Huge difference of DADA2 output with and without removing primers

Hi Community,

I would like to gain some advices on the use of cutadapt and DADA2. I read several similar posts on the forum but my situation seems a little bit different from the previous discussion. (Qiime version: amplicon-2025.7)

I accidentally process raw sequence of a metabarcoding dataset (COI region, amplicon length ~200bp; sequencing done on Illumina pair-end PE150) without removing primers. The subsequent analysis are smooth, until I realize I haven’t remove the primers; then I repeat the process from the beginning.

After removing primers using cutadapt, nearly all of the sequences were filtered in DADA2. Subsequent analysis is not possible.

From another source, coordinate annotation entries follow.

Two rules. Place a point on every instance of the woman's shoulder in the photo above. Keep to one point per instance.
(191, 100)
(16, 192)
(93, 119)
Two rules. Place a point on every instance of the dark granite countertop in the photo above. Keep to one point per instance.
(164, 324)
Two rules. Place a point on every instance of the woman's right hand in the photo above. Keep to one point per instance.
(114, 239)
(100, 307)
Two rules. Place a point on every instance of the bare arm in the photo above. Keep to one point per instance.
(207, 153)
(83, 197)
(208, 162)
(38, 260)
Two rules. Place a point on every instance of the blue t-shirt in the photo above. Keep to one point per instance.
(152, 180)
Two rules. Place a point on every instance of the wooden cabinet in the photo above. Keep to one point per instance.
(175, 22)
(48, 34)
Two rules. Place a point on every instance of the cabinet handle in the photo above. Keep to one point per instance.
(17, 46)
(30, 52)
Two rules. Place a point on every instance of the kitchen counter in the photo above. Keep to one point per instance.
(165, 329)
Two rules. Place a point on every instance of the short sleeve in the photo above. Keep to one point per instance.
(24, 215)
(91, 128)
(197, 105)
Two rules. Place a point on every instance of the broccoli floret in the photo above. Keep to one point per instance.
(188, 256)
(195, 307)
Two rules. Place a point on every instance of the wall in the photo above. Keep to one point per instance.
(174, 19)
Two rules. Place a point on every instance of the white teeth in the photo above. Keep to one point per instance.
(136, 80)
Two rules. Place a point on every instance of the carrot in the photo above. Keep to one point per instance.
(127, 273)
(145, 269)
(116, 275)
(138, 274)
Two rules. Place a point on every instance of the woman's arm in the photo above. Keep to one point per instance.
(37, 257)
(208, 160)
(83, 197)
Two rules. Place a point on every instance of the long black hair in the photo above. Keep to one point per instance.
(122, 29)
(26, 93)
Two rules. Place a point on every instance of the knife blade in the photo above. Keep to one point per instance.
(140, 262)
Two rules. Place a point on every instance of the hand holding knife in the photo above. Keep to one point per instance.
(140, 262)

Here is the script used in cutadapt:

qiime cutadapt trim-paired \
--i-demultiplexed-sequences subset1.qza \
--p-front-f GGWACWGGATGAACWRTHTAYCCHCC \. # Forward primer sequence from 5’-3’
--p-front-r GTRATDGCWCCDGCWARWACWGG \. # Reverse primer sequence from 5’-’3
--p-cores 10 \
--p-match-adapter-wildcards \
--o-trimmed-sequences subset1_trimmed.qza

I compare the summary demultiplexed sequence counts, forward/reverse counts of .qza with and without removing primers, they look identical. Hence, I think the problem isn’t associated with cutadapt.

Here attach the summary (.qzv) as reference, where primers were trimmed in “subset1_trimmed.qzv"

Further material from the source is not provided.